Booze and baccy boost UK bond market post-Brexit

Added 1st July 2016

The success of Brown-Forman’s and British American Tobacco’s (BAT) sterling bond issuance Thursday proves investors are still jonesing for quality UK bonds, said Chris Bowie, portfolio manager at TwentyFour Asset Management.

Booze and baccy boost UK bond market post-Brexit

The makers of Lucky Strike, British American Tobacco, and Jack Daniels owner, Brown-Forman, reopened the UK bond market Thursday, putting a stop to a month long dry spell of corporate debt issuance.

BAT issued 5-year sterling notes worth £500m with a yield 130 basis points above gilts. “Very healthy for such an unhealthy habit,” Bowie remarked.

Brown-Forman sold £300m of 12-year securities at 150 basis points above gilts. 

While both sterling bond deals are something of a post-Brexit milestone, they are also an indication that “things have gotten so bad, the markets have returned to the old vices of booze and fags,” said Bowie.

Vice or not, Bowie asserted these deals are fantastic news for the sterling market and validation against the naysayers who predicted the UK bond market would be stagnant for much longer than the euro and dollar markets. 

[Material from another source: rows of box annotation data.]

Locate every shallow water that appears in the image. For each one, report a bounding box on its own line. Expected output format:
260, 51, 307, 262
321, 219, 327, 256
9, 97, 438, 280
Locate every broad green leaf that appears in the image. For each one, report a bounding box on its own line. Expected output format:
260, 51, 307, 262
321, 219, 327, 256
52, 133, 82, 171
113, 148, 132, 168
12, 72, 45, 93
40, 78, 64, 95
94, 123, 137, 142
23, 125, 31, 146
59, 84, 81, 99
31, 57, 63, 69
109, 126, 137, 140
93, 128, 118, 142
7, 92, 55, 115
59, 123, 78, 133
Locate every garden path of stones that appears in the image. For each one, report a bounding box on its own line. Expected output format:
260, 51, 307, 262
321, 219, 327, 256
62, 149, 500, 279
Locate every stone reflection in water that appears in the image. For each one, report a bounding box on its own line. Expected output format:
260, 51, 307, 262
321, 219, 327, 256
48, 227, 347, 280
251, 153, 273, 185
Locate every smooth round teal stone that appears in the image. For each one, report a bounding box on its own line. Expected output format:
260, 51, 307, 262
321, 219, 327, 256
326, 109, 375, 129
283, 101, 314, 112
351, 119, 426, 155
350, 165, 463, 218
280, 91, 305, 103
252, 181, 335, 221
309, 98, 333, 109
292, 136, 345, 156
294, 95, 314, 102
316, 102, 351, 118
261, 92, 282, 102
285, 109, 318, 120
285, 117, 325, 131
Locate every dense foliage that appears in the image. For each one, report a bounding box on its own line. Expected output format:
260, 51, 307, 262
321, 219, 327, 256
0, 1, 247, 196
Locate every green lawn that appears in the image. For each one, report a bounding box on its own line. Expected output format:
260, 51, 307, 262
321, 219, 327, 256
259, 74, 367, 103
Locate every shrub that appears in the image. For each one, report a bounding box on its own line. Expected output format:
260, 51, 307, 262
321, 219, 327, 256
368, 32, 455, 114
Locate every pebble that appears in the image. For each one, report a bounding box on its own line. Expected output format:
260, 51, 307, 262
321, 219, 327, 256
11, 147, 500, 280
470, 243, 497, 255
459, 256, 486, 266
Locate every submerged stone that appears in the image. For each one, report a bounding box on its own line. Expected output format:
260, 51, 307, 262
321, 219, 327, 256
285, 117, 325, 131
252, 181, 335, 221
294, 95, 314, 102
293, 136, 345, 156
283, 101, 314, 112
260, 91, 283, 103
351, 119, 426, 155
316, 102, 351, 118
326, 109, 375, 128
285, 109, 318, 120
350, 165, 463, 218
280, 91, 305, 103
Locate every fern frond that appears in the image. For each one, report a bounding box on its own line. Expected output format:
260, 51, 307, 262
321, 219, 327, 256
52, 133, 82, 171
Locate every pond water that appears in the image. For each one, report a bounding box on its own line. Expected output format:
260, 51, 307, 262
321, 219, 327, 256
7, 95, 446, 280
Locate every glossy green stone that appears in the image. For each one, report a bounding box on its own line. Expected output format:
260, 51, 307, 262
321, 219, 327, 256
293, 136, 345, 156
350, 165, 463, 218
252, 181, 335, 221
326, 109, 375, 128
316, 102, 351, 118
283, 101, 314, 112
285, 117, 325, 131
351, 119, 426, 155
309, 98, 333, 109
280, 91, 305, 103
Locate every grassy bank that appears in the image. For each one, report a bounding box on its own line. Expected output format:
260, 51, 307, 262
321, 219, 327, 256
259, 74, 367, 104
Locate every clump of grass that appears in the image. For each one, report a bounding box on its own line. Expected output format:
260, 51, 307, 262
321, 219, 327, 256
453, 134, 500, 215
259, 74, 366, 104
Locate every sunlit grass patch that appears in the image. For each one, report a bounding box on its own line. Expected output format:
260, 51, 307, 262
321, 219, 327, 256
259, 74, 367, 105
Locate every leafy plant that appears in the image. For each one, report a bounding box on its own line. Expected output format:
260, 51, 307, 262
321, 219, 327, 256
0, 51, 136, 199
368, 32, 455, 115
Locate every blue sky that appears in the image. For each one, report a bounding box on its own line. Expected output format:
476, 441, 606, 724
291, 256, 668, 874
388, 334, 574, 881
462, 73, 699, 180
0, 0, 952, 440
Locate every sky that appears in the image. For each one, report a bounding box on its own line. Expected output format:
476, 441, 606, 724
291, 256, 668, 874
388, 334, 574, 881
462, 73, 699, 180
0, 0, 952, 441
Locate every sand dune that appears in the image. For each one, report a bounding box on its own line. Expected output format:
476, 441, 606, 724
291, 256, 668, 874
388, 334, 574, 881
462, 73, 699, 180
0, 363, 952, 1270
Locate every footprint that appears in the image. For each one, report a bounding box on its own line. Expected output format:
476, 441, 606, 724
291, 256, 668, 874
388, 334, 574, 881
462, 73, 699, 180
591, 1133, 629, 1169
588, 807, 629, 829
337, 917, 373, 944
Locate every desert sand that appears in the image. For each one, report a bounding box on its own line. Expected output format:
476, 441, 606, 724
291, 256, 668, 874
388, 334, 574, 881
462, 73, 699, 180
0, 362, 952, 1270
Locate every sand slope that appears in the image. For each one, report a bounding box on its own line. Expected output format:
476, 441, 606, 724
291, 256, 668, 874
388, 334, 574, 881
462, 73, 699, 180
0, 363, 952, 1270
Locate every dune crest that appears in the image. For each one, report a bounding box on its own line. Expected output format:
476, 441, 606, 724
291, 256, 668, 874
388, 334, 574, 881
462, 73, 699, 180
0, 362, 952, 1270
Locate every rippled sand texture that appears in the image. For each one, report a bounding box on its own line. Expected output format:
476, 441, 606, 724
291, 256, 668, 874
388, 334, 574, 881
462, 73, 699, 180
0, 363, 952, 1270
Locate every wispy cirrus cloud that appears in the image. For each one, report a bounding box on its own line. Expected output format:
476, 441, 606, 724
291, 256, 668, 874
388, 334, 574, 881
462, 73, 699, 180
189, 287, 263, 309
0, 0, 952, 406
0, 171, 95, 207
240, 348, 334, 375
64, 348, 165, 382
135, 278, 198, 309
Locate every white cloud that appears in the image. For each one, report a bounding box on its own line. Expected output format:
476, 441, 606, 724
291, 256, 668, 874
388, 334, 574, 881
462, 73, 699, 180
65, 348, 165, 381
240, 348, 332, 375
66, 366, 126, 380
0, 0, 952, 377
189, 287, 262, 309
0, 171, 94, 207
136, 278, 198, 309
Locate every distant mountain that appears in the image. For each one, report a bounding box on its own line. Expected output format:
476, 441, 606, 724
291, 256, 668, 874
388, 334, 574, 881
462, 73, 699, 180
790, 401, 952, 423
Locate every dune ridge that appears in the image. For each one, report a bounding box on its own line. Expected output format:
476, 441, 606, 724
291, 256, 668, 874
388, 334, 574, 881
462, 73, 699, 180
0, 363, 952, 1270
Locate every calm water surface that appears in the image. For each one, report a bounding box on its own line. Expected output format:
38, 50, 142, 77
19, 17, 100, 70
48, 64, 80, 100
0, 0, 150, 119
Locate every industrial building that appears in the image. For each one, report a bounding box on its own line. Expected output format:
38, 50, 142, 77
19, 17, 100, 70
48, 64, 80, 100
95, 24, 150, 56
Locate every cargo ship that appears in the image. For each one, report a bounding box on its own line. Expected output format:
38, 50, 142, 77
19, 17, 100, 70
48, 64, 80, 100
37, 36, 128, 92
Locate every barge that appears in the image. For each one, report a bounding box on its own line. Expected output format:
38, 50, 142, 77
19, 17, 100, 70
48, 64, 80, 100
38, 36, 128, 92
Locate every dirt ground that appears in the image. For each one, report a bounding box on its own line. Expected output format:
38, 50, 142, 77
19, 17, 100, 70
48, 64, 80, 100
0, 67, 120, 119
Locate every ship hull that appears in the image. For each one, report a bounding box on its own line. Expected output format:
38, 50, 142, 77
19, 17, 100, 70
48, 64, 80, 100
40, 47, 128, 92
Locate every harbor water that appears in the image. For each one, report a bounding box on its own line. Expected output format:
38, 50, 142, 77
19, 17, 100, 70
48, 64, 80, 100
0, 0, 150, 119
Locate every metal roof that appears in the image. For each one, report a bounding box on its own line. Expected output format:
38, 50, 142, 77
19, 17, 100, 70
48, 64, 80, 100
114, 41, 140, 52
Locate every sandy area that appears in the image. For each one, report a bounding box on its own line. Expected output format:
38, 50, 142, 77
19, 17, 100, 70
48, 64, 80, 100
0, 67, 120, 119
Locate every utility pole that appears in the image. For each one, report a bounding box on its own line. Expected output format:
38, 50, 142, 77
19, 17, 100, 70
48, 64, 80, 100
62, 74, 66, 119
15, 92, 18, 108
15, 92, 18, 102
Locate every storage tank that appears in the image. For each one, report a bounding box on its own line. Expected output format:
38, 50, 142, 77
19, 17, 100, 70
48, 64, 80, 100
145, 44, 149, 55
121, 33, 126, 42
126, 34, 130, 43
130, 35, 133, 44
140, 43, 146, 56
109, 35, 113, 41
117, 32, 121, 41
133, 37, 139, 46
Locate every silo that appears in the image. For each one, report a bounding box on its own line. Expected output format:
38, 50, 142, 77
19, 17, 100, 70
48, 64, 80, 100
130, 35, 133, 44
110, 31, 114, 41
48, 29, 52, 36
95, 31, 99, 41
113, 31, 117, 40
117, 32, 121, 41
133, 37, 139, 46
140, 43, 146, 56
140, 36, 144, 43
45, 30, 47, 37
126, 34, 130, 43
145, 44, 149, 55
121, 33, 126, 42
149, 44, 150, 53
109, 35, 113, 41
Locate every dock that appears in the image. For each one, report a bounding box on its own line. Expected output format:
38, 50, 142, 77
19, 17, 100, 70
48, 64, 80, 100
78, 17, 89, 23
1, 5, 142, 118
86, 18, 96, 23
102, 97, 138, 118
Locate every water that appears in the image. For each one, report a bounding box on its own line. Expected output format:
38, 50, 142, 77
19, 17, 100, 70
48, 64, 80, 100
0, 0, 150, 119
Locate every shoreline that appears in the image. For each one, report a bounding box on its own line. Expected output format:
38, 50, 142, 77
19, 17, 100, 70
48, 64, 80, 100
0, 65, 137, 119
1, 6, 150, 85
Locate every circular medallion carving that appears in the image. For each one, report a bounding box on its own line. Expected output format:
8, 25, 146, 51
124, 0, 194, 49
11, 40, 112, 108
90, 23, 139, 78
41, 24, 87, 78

“They prove that the UK bond market is still open for business, we still have strong client demand for good quality bonds (even at low sovereign yields), and that for consumer staples at least, investors are willing to take a view through the likely volatility we might see over the coming months until we have more clarity on the EU negotiations,” he said.

TwentyFour could not resist the lure of BAT’s proposition but was more reticent about the yield potential of the Brown-Forman deal, Bowie revealed.

“The 5yr part of the curve is more attractive to us right now for two reasons; firstly we think any rate cut expectations following Brexit will be more likely to lead to yield falls in that part of the curve, and secondly the duration profile of the 5yr gives a good trade-off between the yield you will receive and the low potential for capital losses,” Bowie stated.

“By contrast, and as enjoyable as a Jack Daniels is, for a 12yr bond we’d need to see a lot more spread to improve its breakeven potential to protect that investment from potential losses. A splash of coke with the Jack Daniels if you will,” he remarked.